My favorite Sunday morning hangout is the aptly named café, Better Living Through Coffee. I often see a group of retired couples sharing a big table and lively conversation, highly educated hippies. I’ve overheard enough snippets to guess that one gentleman is a scientist.

I had just finished the last chapter of H is for Hawk when the scientist approached me. He apologized for interrupting, and said, “I saw your book—I’ve read so much about it! But I was sitting here trying to remember the name of the English falconer….”

“I think you mean T.H. White? The fella who wrote The Once and Future King?”

“Yes! That’s it! That’s the guy. I’ve been meaning to read Hawk. Reviews are just wonderful!”

And then I tried to say something coherent about how brilliant it is, but the words weren’t there.

He said, kindly, “Well, I could see you were engrossed.”

Which was polite. I was able to contain myself, no open ugly sobbing, but I was quietly weeping.

It was months before I could talk about that book—and then it was only to say, “Amazing!”

My strategy for dealing with the strange silent stillness that had settled over me was to buy copies of the book for everyone. Birthday? Christmas? Anniversary? No reason at all? BAM. Any excuse would do.

Imagine my surprise when some of friends just did not get into it at all.

Justine Lawrence DurrellThis had happened once before, with a different mind-blowing book. A couple years ago I picked up a copy of Justine, because it was 99 cents, the cover was pretty, and I recognized the author’s name—Lawrence Durrell is the brother of Gerry, who wrote the hysterical memoir, My Family and Other Animals. Also: The cover was pretty.

It was somehow both humiliating and exhilarating that I had to look up three words in the first dozen pages. And that was just the prologue.

“He is a pegamoid sloth of a man.” And: “Now tired men throw back the shutters of their balconies, and step into the pale hot light—etiolated flowers of afternoons spent in anguish….” And: “I found Melissa, washed up like a half-drowned bird on the dreary littorals of Alexandria, with her sex broken….”

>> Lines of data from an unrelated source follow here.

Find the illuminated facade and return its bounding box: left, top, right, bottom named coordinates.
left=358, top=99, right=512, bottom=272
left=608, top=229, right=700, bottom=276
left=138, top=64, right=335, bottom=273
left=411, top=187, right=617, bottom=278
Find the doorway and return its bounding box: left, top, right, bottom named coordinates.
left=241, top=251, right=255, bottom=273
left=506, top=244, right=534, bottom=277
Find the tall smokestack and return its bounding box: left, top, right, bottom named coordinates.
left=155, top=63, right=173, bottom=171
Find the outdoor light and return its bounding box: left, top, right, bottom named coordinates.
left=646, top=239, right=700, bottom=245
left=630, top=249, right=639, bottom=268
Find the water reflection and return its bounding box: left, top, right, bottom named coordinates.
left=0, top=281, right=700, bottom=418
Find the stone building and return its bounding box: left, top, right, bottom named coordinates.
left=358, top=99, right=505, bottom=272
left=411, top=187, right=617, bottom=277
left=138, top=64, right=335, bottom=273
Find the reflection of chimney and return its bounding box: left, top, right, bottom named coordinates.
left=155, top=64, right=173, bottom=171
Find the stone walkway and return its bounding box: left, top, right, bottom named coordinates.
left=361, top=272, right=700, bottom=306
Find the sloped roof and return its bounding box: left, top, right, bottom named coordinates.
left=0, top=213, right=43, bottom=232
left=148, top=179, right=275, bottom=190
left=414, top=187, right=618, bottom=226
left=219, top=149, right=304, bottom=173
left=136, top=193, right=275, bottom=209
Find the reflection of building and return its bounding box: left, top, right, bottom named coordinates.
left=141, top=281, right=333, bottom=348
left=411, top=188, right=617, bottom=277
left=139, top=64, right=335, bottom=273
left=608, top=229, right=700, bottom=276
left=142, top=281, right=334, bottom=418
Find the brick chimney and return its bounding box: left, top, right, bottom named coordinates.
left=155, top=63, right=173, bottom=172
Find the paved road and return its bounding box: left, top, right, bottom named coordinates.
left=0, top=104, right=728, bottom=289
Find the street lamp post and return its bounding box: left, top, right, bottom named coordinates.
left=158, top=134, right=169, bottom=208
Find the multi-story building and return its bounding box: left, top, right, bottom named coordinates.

I wondered whether it was worth the effort, but one day an elderly and elegantly dressed woman approached me when she saw what I was reading and said, “Oh, gosh, everyone was reading that back in the sixties.”

Heartening. So I plodded on. Soon enough, I was utterly entranced.

I later loaned my copy to a colleague, and when he asked what it was about, again, that mind-blown silence.

He returned it the next day: “I know you said there wasn’t much plot, but I think you under-emphasized that point. It’s basically 20th century poetry. And! He is a poet. I mean, it’s fine and all that, it just isn’t my bag.”

(“I need a pencil,” I said. “I have to write that down.”)

When I was younger, this disconnect would have disturbed me. With the people who can’t or don’t love the books I love, I might have tried the approach my son’s college buddy took with him: “You have to read this,” she said. “And if you hate it, LIE TO ME.”

Sometimes we read a book at exactly the right time in our lives, and it feels as if that genius should be universally commendable and significant. But as my older son used to tell me, often and gravely, when he was five, “Everybody is different, Mommy.”

My colleague who hated Justine digs T.C. Boyle, who doesn’t appeal to me. My friend, who tried to read Hawk and couldn’t, had lost her mother very young, and the death of a parent theme was too much for someone who only has time to read for ten minutes every evening before collapsing.

This is hard. That Goodreads count was a wakeup call. Hawk had stopped me in my tracks. When it finally sunk in, when I realized that I’d failed to get any traction on my reading after Hawk, when I realized I couldn’t form a single coherent thought about it, when I realized my peeps may or may not love it, suddenly it dawned on me. There was only one reasonable thing, only one right way to begin the new year. And that was to read it again.